- Directed by: Dino Risi
- Written by: Agenore Incrocci Furio Scarpelli Dino Risi
- Starring: Vittorio Gassman
- Cinematography: Alessandro D'Eva
- Music by: Fred Bongusto
- Release date: 1967;
- Country: Italy
- Language: Italian

= The Tiger and the Pussycat =

1967 film by Dino Risi

Il Tigre, internationally released as The Tiger and the Pussycat, is a 1967 Italian comedy film directed by Dino Risi. For his performance, Vittorio Gassman won the David di Donatello for best actor; the film also won the David di Donatello for best producer.

== Plot ==
In Rome, Francesco Vincenzini is married and has recently become a grandfather. The teenaged son of Francesco tries to kill himself after his affections are rejected by Carolina, a beautiful art student.

Francesco decides to confront the young woman and condemn what she has done. Instead, he is seduced by her.
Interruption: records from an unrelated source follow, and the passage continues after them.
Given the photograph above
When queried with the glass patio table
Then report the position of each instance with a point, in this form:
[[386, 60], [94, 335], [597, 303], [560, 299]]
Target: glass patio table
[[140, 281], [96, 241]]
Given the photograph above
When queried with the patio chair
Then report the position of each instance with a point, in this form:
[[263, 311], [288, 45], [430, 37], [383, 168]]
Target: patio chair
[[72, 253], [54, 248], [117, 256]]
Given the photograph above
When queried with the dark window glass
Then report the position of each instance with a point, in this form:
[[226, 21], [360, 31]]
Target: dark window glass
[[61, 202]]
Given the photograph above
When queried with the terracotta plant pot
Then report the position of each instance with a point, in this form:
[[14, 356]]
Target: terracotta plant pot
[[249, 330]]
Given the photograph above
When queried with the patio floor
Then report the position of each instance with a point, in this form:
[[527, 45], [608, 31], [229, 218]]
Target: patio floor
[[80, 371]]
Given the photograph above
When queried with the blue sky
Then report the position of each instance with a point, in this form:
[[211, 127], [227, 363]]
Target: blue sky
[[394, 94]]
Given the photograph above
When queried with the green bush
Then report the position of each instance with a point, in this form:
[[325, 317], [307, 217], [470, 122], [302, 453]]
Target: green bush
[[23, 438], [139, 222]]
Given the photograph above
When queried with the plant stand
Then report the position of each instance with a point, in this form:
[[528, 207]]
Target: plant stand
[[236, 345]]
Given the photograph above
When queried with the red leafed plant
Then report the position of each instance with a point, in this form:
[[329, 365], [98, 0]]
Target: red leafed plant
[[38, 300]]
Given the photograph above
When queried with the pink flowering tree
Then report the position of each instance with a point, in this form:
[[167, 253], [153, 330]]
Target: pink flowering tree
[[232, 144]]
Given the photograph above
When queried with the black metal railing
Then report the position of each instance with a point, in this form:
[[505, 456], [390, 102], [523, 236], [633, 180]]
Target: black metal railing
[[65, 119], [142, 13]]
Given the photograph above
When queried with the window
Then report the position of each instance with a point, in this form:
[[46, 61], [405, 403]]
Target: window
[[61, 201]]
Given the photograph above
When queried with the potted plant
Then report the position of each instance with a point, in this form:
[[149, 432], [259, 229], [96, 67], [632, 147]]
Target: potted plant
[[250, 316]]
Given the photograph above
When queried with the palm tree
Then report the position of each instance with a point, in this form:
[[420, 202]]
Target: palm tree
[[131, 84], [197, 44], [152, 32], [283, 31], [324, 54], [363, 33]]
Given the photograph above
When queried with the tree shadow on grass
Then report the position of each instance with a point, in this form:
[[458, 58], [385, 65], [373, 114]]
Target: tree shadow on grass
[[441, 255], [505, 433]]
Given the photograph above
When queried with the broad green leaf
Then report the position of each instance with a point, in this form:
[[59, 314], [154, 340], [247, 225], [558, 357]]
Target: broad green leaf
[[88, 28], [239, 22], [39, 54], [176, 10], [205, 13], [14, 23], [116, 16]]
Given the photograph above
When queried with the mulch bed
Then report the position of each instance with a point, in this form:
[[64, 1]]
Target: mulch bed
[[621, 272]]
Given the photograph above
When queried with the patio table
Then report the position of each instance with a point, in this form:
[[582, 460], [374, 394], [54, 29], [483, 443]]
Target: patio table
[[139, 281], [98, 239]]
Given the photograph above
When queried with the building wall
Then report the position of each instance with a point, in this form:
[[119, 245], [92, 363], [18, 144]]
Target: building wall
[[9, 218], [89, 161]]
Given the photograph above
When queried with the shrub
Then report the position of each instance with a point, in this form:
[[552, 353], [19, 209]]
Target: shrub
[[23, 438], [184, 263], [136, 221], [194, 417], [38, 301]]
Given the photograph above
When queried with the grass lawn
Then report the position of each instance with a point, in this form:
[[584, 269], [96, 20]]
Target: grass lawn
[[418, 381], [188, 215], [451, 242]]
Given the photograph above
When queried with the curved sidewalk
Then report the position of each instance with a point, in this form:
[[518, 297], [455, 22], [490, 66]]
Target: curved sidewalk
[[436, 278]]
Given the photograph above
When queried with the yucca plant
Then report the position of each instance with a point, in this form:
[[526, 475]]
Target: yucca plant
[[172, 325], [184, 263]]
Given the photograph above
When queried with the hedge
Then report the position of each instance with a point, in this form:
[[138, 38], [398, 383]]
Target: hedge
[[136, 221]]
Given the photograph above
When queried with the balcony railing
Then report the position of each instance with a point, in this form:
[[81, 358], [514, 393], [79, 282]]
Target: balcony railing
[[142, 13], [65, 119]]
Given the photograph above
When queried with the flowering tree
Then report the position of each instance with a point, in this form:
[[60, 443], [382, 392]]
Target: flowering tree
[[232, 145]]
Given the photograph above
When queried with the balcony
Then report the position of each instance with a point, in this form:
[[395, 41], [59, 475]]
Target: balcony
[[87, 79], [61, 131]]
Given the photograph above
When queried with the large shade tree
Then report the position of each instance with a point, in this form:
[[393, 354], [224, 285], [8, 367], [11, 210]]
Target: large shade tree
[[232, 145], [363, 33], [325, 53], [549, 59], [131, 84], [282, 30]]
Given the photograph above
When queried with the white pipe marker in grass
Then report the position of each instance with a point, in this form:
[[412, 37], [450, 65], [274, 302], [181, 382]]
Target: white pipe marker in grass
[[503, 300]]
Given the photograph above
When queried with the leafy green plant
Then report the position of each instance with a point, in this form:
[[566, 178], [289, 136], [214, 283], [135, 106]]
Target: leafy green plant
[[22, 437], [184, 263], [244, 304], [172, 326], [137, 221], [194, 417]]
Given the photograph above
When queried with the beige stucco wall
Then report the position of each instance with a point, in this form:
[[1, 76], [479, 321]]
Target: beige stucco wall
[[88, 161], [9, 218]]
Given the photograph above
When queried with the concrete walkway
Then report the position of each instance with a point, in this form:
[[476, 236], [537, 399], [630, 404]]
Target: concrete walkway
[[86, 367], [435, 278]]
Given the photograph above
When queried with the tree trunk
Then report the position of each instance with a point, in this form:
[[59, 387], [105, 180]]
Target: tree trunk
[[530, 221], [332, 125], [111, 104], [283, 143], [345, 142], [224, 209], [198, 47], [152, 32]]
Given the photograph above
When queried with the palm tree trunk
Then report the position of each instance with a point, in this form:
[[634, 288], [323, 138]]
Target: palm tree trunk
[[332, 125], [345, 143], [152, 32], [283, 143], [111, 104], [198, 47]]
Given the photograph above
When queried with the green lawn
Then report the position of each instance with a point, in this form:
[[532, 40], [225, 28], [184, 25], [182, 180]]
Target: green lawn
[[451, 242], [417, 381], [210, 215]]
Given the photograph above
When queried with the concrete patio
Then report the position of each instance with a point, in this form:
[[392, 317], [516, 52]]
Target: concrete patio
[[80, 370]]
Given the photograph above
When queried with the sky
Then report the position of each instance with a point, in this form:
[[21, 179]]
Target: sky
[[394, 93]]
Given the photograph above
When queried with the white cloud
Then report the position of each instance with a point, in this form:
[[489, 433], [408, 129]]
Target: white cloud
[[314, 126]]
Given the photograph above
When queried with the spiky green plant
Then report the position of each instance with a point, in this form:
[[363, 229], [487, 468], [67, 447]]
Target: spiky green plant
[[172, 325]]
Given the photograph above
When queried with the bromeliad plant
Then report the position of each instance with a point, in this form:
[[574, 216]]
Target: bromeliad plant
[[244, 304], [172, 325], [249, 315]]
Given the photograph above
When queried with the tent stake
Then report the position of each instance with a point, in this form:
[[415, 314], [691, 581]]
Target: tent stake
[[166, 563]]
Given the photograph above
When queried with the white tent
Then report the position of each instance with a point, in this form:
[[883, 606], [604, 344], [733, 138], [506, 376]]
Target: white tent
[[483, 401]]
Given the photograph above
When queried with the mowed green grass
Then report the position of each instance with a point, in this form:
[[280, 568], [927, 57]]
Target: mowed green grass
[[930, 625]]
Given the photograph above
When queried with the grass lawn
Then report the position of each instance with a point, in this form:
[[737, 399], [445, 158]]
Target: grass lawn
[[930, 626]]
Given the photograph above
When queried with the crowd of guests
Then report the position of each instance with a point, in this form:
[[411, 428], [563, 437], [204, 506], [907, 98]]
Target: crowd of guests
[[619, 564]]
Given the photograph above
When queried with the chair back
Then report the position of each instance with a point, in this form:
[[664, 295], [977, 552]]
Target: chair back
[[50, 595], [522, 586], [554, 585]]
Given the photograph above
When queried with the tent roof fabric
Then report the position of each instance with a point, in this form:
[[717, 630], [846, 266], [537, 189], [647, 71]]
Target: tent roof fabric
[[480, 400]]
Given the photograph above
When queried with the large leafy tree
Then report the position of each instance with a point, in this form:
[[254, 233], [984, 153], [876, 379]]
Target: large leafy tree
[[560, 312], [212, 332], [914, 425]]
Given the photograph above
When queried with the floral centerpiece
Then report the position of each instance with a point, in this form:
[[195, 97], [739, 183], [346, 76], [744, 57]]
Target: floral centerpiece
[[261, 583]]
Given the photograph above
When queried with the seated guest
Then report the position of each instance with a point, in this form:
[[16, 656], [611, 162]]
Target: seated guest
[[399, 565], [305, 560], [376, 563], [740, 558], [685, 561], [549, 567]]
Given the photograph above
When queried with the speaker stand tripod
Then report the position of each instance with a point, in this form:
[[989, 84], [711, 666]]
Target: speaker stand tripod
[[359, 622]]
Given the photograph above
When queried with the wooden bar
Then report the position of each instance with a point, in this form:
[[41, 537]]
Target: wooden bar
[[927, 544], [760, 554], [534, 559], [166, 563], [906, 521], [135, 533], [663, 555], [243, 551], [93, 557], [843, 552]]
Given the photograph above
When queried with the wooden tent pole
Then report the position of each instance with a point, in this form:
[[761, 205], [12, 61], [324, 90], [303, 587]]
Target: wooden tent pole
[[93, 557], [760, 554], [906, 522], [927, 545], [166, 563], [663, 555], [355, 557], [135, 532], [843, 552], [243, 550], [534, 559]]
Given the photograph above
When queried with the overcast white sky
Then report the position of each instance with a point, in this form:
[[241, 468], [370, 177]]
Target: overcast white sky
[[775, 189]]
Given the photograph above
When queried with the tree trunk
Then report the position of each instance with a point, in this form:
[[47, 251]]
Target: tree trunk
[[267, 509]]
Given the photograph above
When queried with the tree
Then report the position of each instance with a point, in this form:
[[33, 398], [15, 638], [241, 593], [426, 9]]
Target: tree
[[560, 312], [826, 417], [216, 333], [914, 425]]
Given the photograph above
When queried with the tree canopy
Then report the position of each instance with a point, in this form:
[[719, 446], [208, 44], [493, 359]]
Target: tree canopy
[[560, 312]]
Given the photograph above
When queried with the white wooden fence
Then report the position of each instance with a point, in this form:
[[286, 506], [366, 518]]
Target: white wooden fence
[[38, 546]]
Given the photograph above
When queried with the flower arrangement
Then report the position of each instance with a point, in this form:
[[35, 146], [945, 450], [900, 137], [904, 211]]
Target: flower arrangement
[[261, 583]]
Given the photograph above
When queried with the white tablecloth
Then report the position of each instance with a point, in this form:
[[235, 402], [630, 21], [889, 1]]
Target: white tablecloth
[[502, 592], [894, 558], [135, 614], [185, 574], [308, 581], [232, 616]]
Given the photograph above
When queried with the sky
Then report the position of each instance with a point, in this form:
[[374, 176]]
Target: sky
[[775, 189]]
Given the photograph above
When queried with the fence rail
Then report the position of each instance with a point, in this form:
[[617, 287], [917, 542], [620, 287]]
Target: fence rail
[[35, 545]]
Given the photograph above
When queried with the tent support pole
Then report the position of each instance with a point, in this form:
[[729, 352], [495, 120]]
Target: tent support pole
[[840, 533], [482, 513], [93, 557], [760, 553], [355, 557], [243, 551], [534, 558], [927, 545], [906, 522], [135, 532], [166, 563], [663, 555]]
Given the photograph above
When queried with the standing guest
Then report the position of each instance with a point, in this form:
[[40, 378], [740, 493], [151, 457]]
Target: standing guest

His fling with Carolina makes him feel young again, but he begins to neglect his family and his work.

Invited to run off to Paris with Carolina, Francesco writes a farewell letter to his wife, Esperia, and leaves for the train station. At the last minute, he comes to his senses and decides to return home where Esperia pretends that she did not read his letter.

== Cast ==
- Vittorio Gassman: Francesco Vincenzini
- Ann-Margret: Carolina
- Eleanor Parker: Esperia Vincenzini
- Fiorenzo Fiorentini: Tazio
- Antonella Steni: Pinella
- Luigi Vannucchi: President
- Caterina Boratto: Delia
- Jacques Herlin: Monsignor
- Eleonora Brown: Luisella
==Production==
It was one of several films Ann-Margret made in Europe around this time.